Ceph cluster maintenance and related operations
🌐 This document is available in both English and Ukrainian. Use the language toggle in the top right corner to switch between versions. |
The Platform uses the rook-operator
to deploy and manage the openshift-storage
Ceph cluster. This document provides best-practice recommendations for maintaining the Ceph cluster and related operations to ensure system stability and data integrity.
1. Manual deep scrubbing
Disable automatic deep scrubbing after deploying the Platform to avoid performance impact during peak hours. However, periodically running deep scrubbing is critical for verifying object integrity. Learn how to re-enable deep scrubbing, trigger it manually, and run it efficiently.
❗ Run deep scrubbing manually at least once every few weeks, depending on your SLA and data criticality. Schedule it during low-load periods — e.g., weeknights or weekends. No formal maintenance window is required if there’s no impact on critical services. 📌 Avoid PG backlog, where Placement Groups go unchecked for too long.
In large clusters, run daily with limited concurrency ( |
1.1. Enabling deep scrubbing
To start deep scrubbing manually, first remove the nodeep-scrub
flags from all pools and then initiate the necessary Ceph CLI commands from the rook-operator
pod in the openshift-storage
project.
nodeep-scrub
flags from all poolsfor pool in $(ceph --conf=/var/lib/rook/openshift-storage/openshift-storage.config osd pool ls); do
ceph --conf=/var/lib/rook/openshift-storage/openshift-storage.config osd pool set "$pool" nodeep-scrub false
done
ceph --conf=/var/lib/rook/openshift-storage/openshift-storage.config osd pool ls detail
ceph osd --conf=/var/lib/rook/openshift-storage/openshift-storage.config deep-scrub all
# For a specific OSD
ceph osd --conf=/var/lib/rook/openshift-storage/openshift-storage.config deep-scrub 0
# For all pools
for pool in $(ceph --conf=/var/lib/rook/openshift-storage/openshift-storage.config osd pool ls); do
ceph --conf=/var/lib/rook/openshift-storage/openshift-storage.config osd pool deep-scrub "$pool"
done
1.2. Speeding up deep scrubbing when backlog exists
If many PGs are waiting for deep scrubbing, you can speed up the process by:
-
Temporarily increasing the number of concurrent scrubbing processes, up to 4.
OR
-
Extending the maintenance window and running deep scrubbing manually during weeknights.
osd_max_scrubs
to 4ceph config --conf=/var/lib/rook/openshift-storage/openshift-storage.config set osd osd_max_scrubs 4
After the operation, revert ➡️ See more in Concurrent scrubbing settings. |

2. Monitoring scrubbing status
Use this section to monitor the health and performance of the scrubbing process. You’ll learn how to check cluster-wide scrubbing status, track deep scrubbing execution, and review Placement Group logs. These steps help you detect issues early and maintain data consistency.

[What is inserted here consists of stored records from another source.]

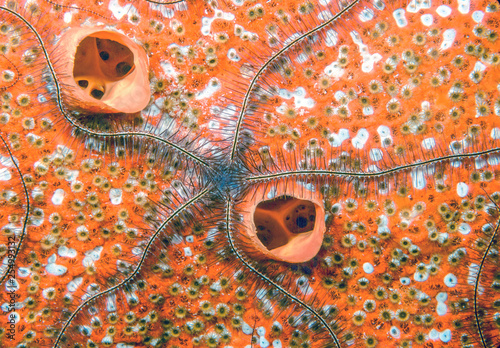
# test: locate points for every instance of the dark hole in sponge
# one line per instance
(83, 83)
(97, 93)
(122, 68)
(301, 222)
(104, 55)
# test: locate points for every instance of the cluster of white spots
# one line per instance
(385, 134)
(368, 268)
(379, 5)
(244, 34)
(448, 38)
(444, 11)
(464, 228)
(334, 70)
(74, 284)
(58, 197)
(463, 6)
(400, 17)
(422, 276)
(336, 139)
(369, 60)
(168, 69)
(212, 87)
(207, 21)
(427, 19)
(91, 256)
(53, 268)
(450, 280)
(120, 11)
(366, 15)
(332, 37)
(478, 16)
(444, 336)
(394, 332)
(360, 139)
(405, 280)
(232, 55)
(416, 5)
(64, 251)
(299, 96)
(261, 336)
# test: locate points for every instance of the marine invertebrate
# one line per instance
(134, 228)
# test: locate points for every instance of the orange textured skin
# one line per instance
(131, 230)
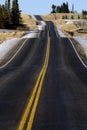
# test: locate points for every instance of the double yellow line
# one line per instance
(33, 101)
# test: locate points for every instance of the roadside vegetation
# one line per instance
(10, 16)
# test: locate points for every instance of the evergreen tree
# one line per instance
(15, 14)
(53, 9)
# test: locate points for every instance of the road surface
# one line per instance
(60, 101)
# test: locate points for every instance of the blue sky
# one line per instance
(44, 7)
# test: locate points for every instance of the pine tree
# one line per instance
(15, 14)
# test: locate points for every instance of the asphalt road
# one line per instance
(63, 99)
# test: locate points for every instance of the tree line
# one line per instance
(10, 15)
(64, 8)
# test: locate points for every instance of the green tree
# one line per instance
(53, 8)
(15, 14)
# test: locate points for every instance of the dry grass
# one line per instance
(12, 34)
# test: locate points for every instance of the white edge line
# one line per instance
(76, 52)
(1, 67)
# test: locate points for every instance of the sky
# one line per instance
(33, 7)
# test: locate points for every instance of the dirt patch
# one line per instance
(80, 50)
(9, 35)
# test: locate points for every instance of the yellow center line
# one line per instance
(31, 100)
(31, 119)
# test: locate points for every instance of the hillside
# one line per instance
(29, 24)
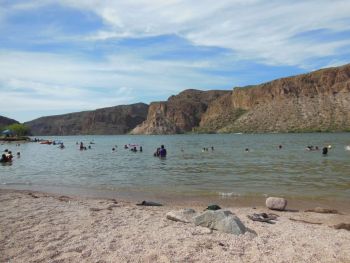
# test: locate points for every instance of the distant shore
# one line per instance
(37, 226)
(14, 139)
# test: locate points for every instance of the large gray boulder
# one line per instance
(184, 215)
(221, 220)
(276, 203)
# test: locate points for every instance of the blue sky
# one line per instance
(65, 56)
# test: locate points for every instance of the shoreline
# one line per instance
(295, 203)
(41, 227)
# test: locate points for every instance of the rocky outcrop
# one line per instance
(179, 114)
(317, 101)
(6, 121)
(113, 120)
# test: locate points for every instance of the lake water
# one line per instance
(187, 172)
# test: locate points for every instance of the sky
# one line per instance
(61, 56)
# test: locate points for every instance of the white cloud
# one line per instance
(256, 29)
(44, 81)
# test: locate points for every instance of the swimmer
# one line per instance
(325, 150)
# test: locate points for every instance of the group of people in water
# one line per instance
(160, 152)
(316, 148)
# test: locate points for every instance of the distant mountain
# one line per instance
(179, 114)
(317, 101)
(113, 120)
(6, 121)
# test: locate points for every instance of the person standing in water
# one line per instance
(325, 151)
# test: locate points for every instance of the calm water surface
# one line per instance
(228, 171)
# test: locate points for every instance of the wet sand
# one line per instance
(42, 227)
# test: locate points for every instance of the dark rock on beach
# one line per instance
(221, 220)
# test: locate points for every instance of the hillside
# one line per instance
(179, 114)
(6, 121)
(113, 120)
(317, 101)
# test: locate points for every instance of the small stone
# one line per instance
(276, 203)
(221, 220)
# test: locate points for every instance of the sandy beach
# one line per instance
(41, 227)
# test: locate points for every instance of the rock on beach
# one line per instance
(221, 220)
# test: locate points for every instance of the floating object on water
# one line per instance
(149, 203)
(46, 142)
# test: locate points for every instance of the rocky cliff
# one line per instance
(113, 120)
(317, 101)
(6, 121)
(179, 114)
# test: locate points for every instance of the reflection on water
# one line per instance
(188, 171)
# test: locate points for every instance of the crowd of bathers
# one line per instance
(7, 156)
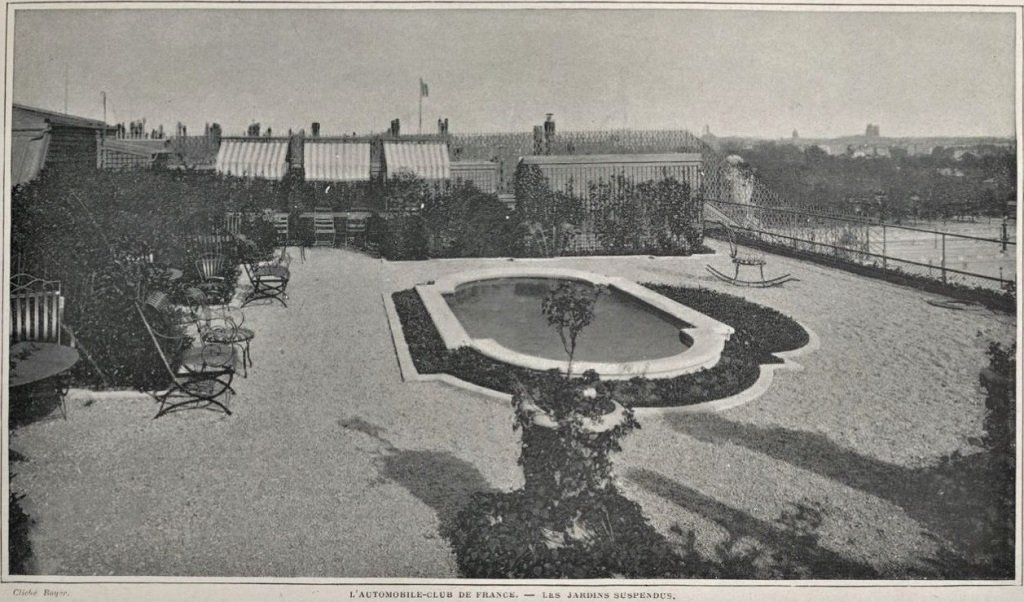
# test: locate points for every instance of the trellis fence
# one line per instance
(947, 257)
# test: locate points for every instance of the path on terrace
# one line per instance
(330, 466)
(333, 467)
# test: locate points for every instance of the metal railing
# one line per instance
(948, 257)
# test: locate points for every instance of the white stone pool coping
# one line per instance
(706, 335)
(767, 373)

2.1. Monitoring via Grafana Web Interface
Use the Grafana Dashboard — specifically the Ceph & PostgreSQL Deep Scrubbing Dashboard — to visualize scrubbing activities and OSD performance.
The dashboard shows:
-
Number of PGs undergoing deep scrubbing over time.
-
OSD read/write latency.
-
Current cluster health status.

2.2. Monitoring via Ceph CLI
Use the following commands to track scrubbing progress from the command line:
ceph -s --conf=/var/lib/rook/openshift-storage/openshift-storage.config
ceph --conf=/var/lib/rook/openshift-storage/openshift-storage.config pg stat
ceph pg --conf=/var/lib/rook/openshift-storage/openshift-storage.config dump pgs | grep -E 'scrub|deep'
ceph pg 19.11 query --conf=/var/lib/rook/openshift-storage/openshift-storage.config
ceph --conf=/var/lib/rook/openshift-storage/openshift-storage.config pg dump pgs | awk '{print $1, $23}' | sort -k2 | column -t
3. Stopping deep scrubbing
Sometimes it’s necessary to stop or slow down deep scrubbing — for example, during peak usage or critical transactions. This section describes safe ways to reduce or completely halt the process.
3.1. Soft stop
The recommended method is to reduce the number of concurrent scrubbing processes (osd_max_scrubs
) and allow ongoing scrubs to complete naturally. The minimum safe value is 1
.
osd_max_scrubs
to 1ceph config --conf=/var/lib/rook/openshift-storage/openshift-storage.config set osd osd_max_scrubs 1
3.2. Force stop
In extreme cases — such as severe performance degradation or blocked I/O — you can stop deep scrubbing immediately by restarting OSDs with PGs in the scrubbing+deep
state. Use this approach only when absolutely necessary.
-
Identify PGs currently undergoing deep scrubbing:
ceph pg --conf=/var/lib/rook/openshift-storage/openshift-storage.config dump pgs | grep -E 'scrub|deep'
Example output19.11 554 0 0 0 0 72797490 0 0 854 854 active+clean+scrubbing+deep 2025-04-03T07:03:00.295292+0000 2326'7347 2326:18658 [0,2,1] 0 [0,2,1] 0 2263'7328 2025-04-03T07:03:00.295251+0000 2136'4471 2025-03-31T07:38:49.421946+0000 0
Table 1. Field reference for ceph pg dump pgs
outputField Description 19.11
PG ID — unique Placement Group identifier in
pool_id.pg_num
format.active+clean+scrubbing+deep
PG Status — shows PG is active, clean, and currently being deep scrubbed.
[0,2,1]
Acting Set — list of OSDs serving the PG; first is the primary OSD.
0
Primary OSD index — index in the Acting Set indicating which OSD is primary.
2025-04-03T07:03:00.295251+0000
deep_scrub_stamp — timestamp of the last deep scrub for the PG.
-
Delete the relevant OSD pod using OpenShift UI or CLI:
oc delete pod rook-ceph-osd-0-example -n openshift-storage
Restarting the pod stops active scrubbing on that OSD and triggers PG recovery/rebalancing. Use this option only if no alternatives exist. |